2. cut a slot down the length of the neck with a dremel , hack saw..... only 1 slot on 1 side of the neck.
3.use steel wood or anything to remove burr inside and outside of the neck
4.put a little lube inside the neck
5.put your bullet of choice in the case neck, just far enough so the bullet doesn't fall out. adjust tension on the bullet by squeezing the neck tighter or open the slot to loosen. you want it just tight enough to be able to slide the bullet in and out by hand with a little effort.
6.chamber round, bullet ogive will hit the lands and push back into the case.
7.carefully remove round, measure COL with caliper.

if bullet gets stuck in the throat push it out with a cleaning rod and tighted neck tension.

8.chamber the round 4 or 5 times, use different bullets and cases and average the COL. plastic tip bullets will usually be within .010. its not bench rest accuracy, but more than good enough for hunting and informal target.

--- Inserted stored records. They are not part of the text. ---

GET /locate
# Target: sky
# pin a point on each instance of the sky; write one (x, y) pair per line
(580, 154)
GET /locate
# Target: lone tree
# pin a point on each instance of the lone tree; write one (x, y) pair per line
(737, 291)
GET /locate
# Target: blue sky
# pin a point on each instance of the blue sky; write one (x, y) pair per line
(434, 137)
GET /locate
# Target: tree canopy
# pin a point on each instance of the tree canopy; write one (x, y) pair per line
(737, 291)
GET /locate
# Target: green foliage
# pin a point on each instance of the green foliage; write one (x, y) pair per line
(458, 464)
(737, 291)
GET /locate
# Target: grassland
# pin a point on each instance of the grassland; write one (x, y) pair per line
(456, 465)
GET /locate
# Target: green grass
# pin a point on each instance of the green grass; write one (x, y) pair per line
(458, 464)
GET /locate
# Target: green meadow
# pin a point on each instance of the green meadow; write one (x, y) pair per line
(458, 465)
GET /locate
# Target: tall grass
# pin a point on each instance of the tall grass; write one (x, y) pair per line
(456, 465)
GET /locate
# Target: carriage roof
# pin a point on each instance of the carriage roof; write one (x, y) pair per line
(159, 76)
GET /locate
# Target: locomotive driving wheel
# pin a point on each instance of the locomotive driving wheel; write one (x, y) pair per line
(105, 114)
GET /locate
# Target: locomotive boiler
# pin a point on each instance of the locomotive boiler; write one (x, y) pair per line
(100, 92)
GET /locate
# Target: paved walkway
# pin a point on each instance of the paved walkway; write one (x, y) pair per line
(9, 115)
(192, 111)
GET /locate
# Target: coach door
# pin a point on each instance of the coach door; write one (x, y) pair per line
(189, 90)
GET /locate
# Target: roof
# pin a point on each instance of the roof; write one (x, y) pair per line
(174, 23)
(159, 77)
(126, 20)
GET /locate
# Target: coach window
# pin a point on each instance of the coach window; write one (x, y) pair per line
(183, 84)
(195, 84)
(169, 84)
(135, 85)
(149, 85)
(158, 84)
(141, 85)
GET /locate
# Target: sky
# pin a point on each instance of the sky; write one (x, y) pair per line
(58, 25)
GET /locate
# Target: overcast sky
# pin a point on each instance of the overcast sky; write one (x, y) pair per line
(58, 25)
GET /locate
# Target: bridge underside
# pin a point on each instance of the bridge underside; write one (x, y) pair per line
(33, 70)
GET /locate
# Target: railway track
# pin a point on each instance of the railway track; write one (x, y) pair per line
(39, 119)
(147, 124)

once you get your COL to the lands subtract .030" for 6mm and larger and .015 for smaller than 6mm. as a guide line, you may have to adjust it to fit in the magazine. remember the shell you are measuring with will be to the rifling lande, you should seat deeper to reduce the chance of pressure spikes.
 
There is a world of difference between hunting ammo and match ammo. When you assemble hunting ammo, functioning trumps accuracy. You must choose a bullet with predictable terminal performance, in a shape which is appropriate for the range you anticipate shooting, and load that bullet to a velocity which is within that bullet's design limitations. The cartridges must feed easily through the magazine, and must chamber without undue effort. The rifle must fire every time you press the trigger. Your choice of primer, powder, powder charge, and OAL must be made with reliable functioning as the main criteria. Compressed loads which can push bullets out over time resulting in difficult chambering should be avoided. Neither can you risk seating bullets long only to have the bullet stick in the throat of the chamber and dump powder into your action when you attempt to unload. If your cartridge fails any where down the line it could cost you your animal. If you are hunting something which is scratchy or nasty you could have bigger problems.

Match ammo must be made with every effort to minimize tolarances between cartridges. Cases need to be painstakingly prepped to so they are clones of one another. OAL is critical to achieve the optimal distance from the ogive of the bullet to the rifling. Bullets must be seated as straight as the limitations of one's equipment allow. Primers which create a suitable flame for ignition should be chosen over those which are unnecessarily disruptive. Powder must be chosen within specific burning rates closely reflecting the cartridge size and bullet weight.

When we try to make our hunting ammo too accurate or make our match ammo too powerful, we create problems for ourselves.